Noble says she's seeing a rise in interest in organically produced products. Ron Huff says he believes it's partly due to a concern about food safety and potential outbreaks of disease.
There's a 9-year waiting list for a stall at the St. Paul market. Farmers say distribution of their products still remains a problem.
All of the St. Paul farmers market vendors come from within a 50-mile radius. One of Huff's favorite spots is the Cedar Summit Dairy.
"It's very very tough to find genuine cream in the grocery stores today," Huff says. "Most of the cream that we find today has a lot of stabilizers in it -- guar gum, caragean, locust bean gum -- that's not cream. Cream is 100 percent cream. That's all that should read on the product."

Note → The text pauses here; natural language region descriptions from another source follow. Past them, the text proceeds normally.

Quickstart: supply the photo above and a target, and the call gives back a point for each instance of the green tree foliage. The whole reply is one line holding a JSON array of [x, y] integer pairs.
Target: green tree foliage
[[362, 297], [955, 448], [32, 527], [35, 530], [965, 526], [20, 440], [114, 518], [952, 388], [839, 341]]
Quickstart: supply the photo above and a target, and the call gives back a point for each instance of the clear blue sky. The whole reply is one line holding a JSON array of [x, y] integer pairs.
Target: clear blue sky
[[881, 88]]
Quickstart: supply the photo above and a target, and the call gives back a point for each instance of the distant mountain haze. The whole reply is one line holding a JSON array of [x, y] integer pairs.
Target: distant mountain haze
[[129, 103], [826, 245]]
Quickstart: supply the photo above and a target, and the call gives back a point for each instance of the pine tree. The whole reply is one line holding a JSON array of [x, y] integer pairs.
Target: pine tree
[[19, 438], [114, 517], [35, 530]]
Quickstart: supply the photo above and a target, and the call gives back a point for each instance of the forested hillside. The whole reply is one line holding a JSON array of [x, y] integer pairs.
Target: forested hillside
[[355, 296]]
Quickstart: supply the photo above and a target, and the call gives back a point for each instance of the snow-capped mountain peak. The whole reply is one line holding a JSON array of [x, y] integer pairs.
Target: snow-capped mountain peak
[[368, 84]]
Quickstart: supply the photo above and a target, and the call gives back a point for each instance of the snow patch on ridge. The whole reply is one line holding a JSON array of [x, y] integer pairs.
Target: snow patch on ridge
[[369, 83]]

Pure cream is more expensive. There is also the time and effort involved in getting to the market to pick up the week's supply. But slow food supporters say the effort is worth it. Mike Minar helps his parents operate the dairy.

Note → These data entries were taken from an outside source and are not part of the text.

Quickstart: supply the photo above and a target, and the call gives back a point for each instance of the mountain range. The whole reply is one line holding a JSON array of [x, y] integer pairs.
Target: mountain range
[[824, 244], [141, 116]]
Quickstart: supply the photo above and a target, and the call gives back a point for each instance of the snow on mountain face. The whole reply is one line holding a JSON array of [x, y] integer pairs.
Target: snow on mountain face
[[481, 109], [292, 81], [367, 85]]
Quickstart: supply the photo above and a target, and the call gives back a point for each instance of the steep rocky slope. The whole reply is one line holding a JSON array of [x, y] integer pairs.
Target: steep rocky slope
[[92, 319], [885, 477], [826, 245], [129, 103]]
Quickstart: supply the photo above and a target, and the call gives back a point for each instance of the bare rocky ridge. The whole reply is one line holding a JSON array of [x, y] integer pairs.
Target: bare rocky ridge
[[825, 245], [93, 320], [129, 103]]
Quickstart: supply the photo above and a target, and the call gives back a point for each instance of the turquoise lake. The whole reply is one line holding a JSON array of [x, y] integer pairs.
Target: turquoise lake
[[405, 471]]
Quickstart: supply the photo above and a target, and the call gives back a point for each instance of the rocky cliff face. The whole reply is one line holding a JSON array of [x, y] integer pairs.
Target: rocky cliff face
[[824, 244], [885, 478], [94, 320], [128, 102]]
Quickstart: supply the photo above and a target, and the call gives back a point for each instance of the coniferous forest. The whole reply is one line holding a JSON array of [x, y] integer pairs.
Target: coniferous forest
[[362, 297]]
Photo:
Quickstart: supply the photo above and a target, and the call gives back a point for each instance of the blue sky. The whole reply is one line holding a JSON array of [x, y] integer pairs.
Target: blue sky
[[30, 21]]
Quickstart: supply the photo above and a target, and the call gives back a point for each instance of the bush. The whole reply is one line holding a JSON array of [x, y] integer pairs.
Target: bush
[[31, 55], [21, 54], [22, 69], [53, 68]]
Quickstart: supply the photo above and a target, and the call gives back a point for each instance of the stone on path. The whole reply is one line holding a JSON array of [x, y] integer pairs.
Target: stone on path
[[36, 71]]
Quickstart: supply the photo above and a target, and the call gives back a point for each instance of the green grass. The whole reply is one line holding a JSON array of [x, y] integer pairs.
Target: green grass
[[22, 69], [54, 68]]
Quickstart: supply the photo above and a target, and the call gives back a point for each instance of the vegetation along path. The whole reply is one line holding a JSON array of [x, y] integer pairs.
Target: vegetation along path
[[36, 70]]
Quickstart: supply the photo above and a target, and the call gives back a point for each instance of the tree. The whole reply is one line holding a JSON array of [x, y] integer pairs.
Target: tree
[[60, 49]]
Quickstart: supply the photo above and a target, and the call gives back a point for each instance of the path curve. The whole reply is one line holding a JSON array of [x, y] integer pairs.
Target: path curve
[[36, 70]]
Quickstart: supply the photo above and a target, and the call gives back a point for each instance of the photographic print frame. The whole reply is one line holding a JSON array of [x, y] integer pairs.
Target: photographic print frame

"We're a grass-based dairy," Minar says. "All our animals are grazed for as long as possible. No hormones or antibiotics are used on the animals. No pesticides or herbicides are used on any of our pastures. We run our farm in a very sustainable manner. As a way of getting more of the family involved in the farm we put up a creamery and we sell our own products."
With regular customers buying their staple milk, butter and cream from the farmers market each week the Minars can stay in business. Others have had a tougher time making a profit off of slow food.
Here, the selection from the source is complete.